Screen Australia has today released a report which provides new insights into how children engage with screen content.
The report, entitled Child’s Play: Issues in Australian Children’s Television 2013, revealed that children appreciate Australian content and prefer programs made specifically for them. (Ninety one per cent of the children interviewed said they “liked” programs designed specifically for them, with over half stating they “liked them the best”).
Screen Australia’s Chief Executive, Ruth Harley, said, “This research clearly demonstrates that there’s an appetite for quality children’s television content. Programs made specifically for children are different from material produced for a family audience because they deal with stories and issues of interest to kids in appropriate ways. The delivery of quality Australian children’s programming is essential to the cultural well-being of young Australians, so that they have the opportunity to see Australia’s identity, character and cultural diversity reflected back to them.”
Interestingly, the findings of the report also showed financing involved with children’s content has become increasingly difficult in the current media landscape.
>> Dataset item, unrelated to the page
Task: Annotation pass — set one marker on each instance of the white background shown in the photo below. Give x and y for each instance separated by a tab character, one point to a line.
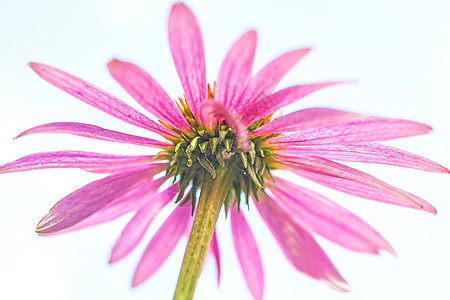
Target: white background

As stated by Screen Australia, “Children’s programs attract lower broadcast licence fees than programs for adults, and finance is even tighter as audience fragmentation places pressure on advertising revenues. Australian children’s programs also rely heavily on foreign finance, so the global financial crisis together with the strong Australian dollar have created extra challenges for the sector.”
The release of the report prompted a reaction from the Screen Producers Association of Australia, who issued their own statement to the press welcoming the research undertaken by Screen Australian and the Australian Children’s Television Foundation.
Within the statement, SPAA’s Executive Director Matthew Deaner says, ““This is a more sophisticated picture of what children want to watch. It shows that when compared to family viewing times, television ratings alone often understate the importance of children’s programs to children. What we can now see is the extent to which they are discerning viewers, seeking out content made specifically for them when they have control of the remote.
"Following the alarming decline of investment by broadcaster platforms, coupled with the now relaxed quota requirements, the vital and valued role of Australian children’s content runs the risk of being undermined by market forces. This research punctuates the industry’s ongoing calls for an increase in the Producer Offset for television production and the need to nurture new commissioning opportunities for multiplatform content across emerging distribution models.”